Hypothalamic Lipid Metabolism and Energy Homeostasis
Within the central nervous system, the metabolism of fatty acids is primarily for the purposes of membrane function and the central regulation of energy metabolism. As well as Fats do not serve as a major source of energy within the brain.
Serotonin
Serotonin (5-HT) is a widespread neurotransmitter that acts on a number of receptor subtypes found at high density in the limbic system as well as in the hypothalamus. 5-HT stimulates noradrenaline release and modifies behavior and mood. 5-HT shows the most consistent inhibition of food intake.

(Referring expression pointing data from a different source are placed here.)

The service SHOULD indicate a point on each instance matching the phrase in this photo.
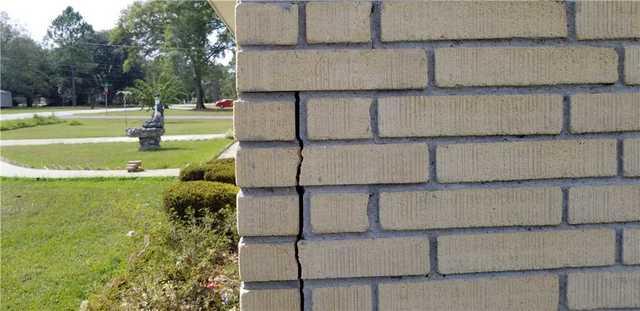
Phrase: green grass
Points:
(174, 154)
(63, 240)
(106, 128)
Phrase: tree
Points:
(182, 28)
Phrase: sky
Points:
(36, 15)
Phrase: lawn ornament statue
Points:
(151, 131)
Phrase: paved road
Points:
(97, 140)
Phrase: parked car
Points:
(224, 103)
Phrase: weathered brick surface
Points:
(339, 212)
(258, 215)
(599, 290)
(517, 293)
(331, 22)
(520, 66)
(444, 20)
(364, 164)
(605, 112)
(631, 161)
(267, 167)
(632, 65)
(267, 261)
(470, 208)
(359, 258)
(270, 299)
(604, 204)
(631, 246)
(526, 160)
(607, 19)
(338, 118)
(351, 298)
(412, 116)
(525, 250)
(255, 120)
(266, 23)
(307, 70)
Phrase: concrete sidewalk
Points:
(97, 140)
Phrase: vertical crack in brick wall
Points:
(300, 191)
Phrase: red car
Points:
(224, 103)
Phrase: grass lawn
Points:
(106, 128)
(174, 154)
(63, 240)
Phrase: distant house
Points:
(5, 99)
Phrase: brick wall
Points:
(416, 155)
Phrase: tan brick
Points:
(604, 204)
(525, 250)
(267, 23)
(605, 112)
(631, 246)
(339, 212)
(267, 167)
(364, 164)
(267, 261)
(415, 116)
(338, 118)
(331, 22)
(519, 66)
(308, 70)
(263, 215)
(632, 65)
(264, 120)
(596, 290)
(526, 160)
(359, 258)
(607, 19)
(470, 208)
(504, 293)
(287, 299)
(631, 161)
(351, 298)
(443, 20)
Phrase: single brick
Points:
(526, 160)
(351, 298)
(267, 261)
(631, 161)
(331, 22)
(267, 167)
(449, 20)
(338, 118)
(599, 290)
(526, 250)
(605, 112)
(604, 204)
(632, 65)
(631, 246)
(470, 208)
(287, 299)
(520, 66)
(339, 212)
(266, 215)
(364, 164)
(360, 258)
(423, 116)
(354, 69)
(266, 23)
(503, 293)
(264, 120)
(607, 19)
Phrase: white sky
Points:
(36, 15)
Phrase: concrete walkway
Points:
(27, 115)
(97, 140)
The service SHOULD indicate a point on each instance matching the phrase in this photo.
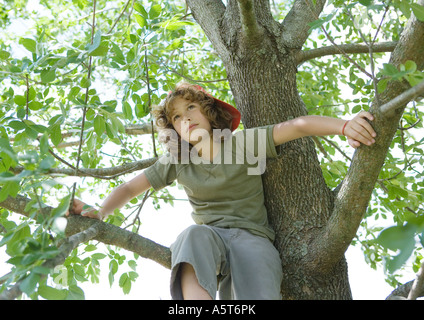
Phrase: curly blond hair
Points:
(218, 117)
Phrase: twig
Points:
(418, 284)
(402, 99)
(64, 250)
(85, 106)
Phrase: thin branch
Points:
(352, 48)
(402, 99)
(85, 103)
(120, 15)
(248, 19)
(64, 251)
(100, 173)
(107, 233)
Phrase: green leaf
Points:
(398, 238)
(99, 125)
(50, 293)
(29, 44)
(139, 8)
(96, 42)
(418, 10)
(29, 284)
(4, 55)
(365, 2)
(155, 11)
(19, 100)
(61, 209)
(55, 134)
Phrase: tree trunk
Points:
(313, 227)
(297, 197)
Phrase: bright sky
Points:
(163, 226)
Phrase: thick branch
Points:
(107, 233)
(303, 56)
(209, 14)
(295, 24)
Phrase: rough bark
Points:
(313, 229)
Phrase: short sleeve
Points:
(162, 173)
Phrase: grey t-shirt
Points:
(228, 191)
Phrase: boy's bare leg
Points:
(190, 286)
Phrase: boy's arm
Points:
(358, 130)
(115, 200)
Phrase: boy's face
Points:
(189, 121)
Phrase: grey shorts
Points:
(234, 262)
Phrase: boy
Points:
(231, 239)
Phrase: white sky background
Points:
(163, 226)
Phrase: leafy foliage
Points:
(65, 80)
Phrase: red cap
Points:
(232, 110)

Serotonin may directly influence the melanocortin pathway.
The dopaminergic system is integral to reward- induced feeding behavior. Other systems, such as those mediated by serotonin, may also be able to modulate both reward circuitry and homeostatic mechanisms controlling feeding. The noradrenergic system also plays a role in appetite regulation, with activation of α1- and β2- adrenergic receptors inhibiting food intake.
Zinc:
Leptin levels decrease in response to zinc depletion and increases after zinc supplementation. Particularly, the magnitude of leptin level changes were proportional to the changes of cellular zinc. Also, Zinc increases TNFa and IL-2 cytokine production; Adequate zinc levels reduce appetite, possibly by increasing brain sensitivity to leptin.
Probiotics:
Recently, a potential link between gut microbiota and obesity has emerged. The study by Cani et al., [2011] evaluated the effect of prebiotics on plasma levels of gut hormones in healthy subjects. Additionally, Prebiotic treatment reports that increased gut microbiota fermentation, decreased appetite, and improved postprandial glucose responses. Estrogen deficiency might result in a higher energy intake and increased body weight. Food intake varies across the menstrual cycle. Women tend to eat more in the luteal phase (the premenstrual period) compared with the follicular phase.
Testosterone
Testosterone has less effect on food intake, many people supplementing anabolic doses of testosterone (e.g. bodybuilders) do report increased appetite. Including a balanced intake of omega-6, omega-3 fats can help with appetite regulation. Comparatively, A high protein diet can reduce appetite. Fiber seems to help control appetite. Refined carbohydrates, appear to increase appetite.
Sources:
- De Silva, A., & Bloom, S. R. (2012). Gut hormones and appetite control: a focus on PYY and GLP-1 as therapeutic targets in obesity. Gut and liver, 6(1), 10.
- Marić, G., Gazibara, T., Zaletel, I., Labudović Borović, M., Tomanović, N., Ćirić, M., & Puškaš, N. (2014). The role of gut hormones in appetite regulation. Acta Physiologica Hungarica, 101(4), 395-407.
- Little, T. J., Russo, A., Meyer, J. H., Horowitz, M., Smyth, D. R., Bellon, M., … & Feinle–Bisset, C. (2007). Free fatty acids have more potent effects on gastric emptying, gut hormones, and appetite than triacylglycerides. Gastroenterology, 133(4), 1124-1131.